In reference to the mandamus here applied for, I am of the opinion that this writ was properly refused for the reasons stated in our original opinion. The majority of this court have taken the view that where a surety company bond is tendered to an approving officer all discretion is taken away and that the bond need only to be filed, as the law approves it without any action on the part of the officer. Language to this effect is to be found in the authorities cited, but to my mind the facts are so different in these cases that they should not be accepted as ruling this case. In McKenzie Construction Co. v. City of San Antonio, the court said ( 50 S.W.2d 349, 351): "Appellees further attack the ordinance accepting appellant's proposal on the ground that the city commissioners did not formally approve the bond executed and delivered by appellant. The record discloses that each of the four surety companies on appellant's bond were authorized to act as such sureties at the time the bond was executed. Under the provisions of our Revised Statutes, article 4970, we hold that no such formal approval was necessary. The United States Supreme Court has likewise so held in a similar case involving a similar statute. See United States v. Purcell Envelope Co., 249 U.S. 319, 39 S.Ct. 300, 63 L.Ed. 620."
It will be noted that the court uses the words "formally approve" and further shows that there was an acceptance of and acting under the bond sufficient to show elements of estoppel. In the case cited we find the following significant language, indicating that discretion may be exercised: "The company was then directed by the department to execute the necessary contract in quadruplicate, which it did, and returned the contract to the department with a surety whose responsibility was not questioned at any time nor was other security demanded, as it might have been."

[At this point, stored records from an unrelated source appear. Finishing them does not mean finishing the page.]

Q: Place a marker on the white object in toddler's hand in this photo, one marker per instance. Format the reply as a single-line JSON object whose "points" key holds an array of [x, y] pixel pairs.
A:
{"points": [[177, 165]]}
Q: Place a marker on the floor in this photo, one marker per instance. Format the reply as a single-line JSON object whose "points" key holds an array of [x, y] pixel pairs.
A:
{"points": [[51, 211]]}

In this case the clerk refused to approve the bond because she did not think it was a good bond, as shown by her written indorsement, and more security was exactly what she was demanding.
In Scribner's Sons v. Marrs, supra, language is found to the effect that article 4970 (4929), R.S. 1925, has the effect of depriving an approving officer of all discretion in passing upon a bond signed by a surety company, but again the facts in that case are so different from the present case, and there are so many elements of estoppel appearing, and further the case being really decided on the theory that the superintendent of public instruction has no authority to question the validity of a contract made by the state textbook board, that this case cannot be accepted as "stare decisis" on the question involved.
Article 4969, R.S. 1925, requires a surety company to publish once a year and file with the insurance commissioner a sworn list of its liabilities and assets. This could be done for no other purpose than to assist the public in determining whether or not they will accept a particular surety company on a particular bond. If the public is to thus exercise its discretion, why should a public official charged with the almost sacred duty of protecting the right of litigants not be permitted to exercise discretion? Any statute which deprives such an officer of his discretion, and thus casts to the winds the right of litigants, is unconstitutional. 21 R.C.L. p. 1159, § 198; Schmitt v. Common Council of Village of Clinton, 111 Mich. 99, 69 N.W. 153, and authorities cited in our original opinion.
There has never been presented to this court or the clerk below a statement of any kind that would in any way indicate whether or not this supersedeas bond is signed by a good and sufficient surety, yet the rule, as accepted by the majority, requires that this court assume the grave responsibility of approving this bond (if ordering it filed is equivalent to an approval) though we have been kept entirely in the dark as to its sufficiency. For the reasons above set forth, I respectfully dissent from the majority opinion.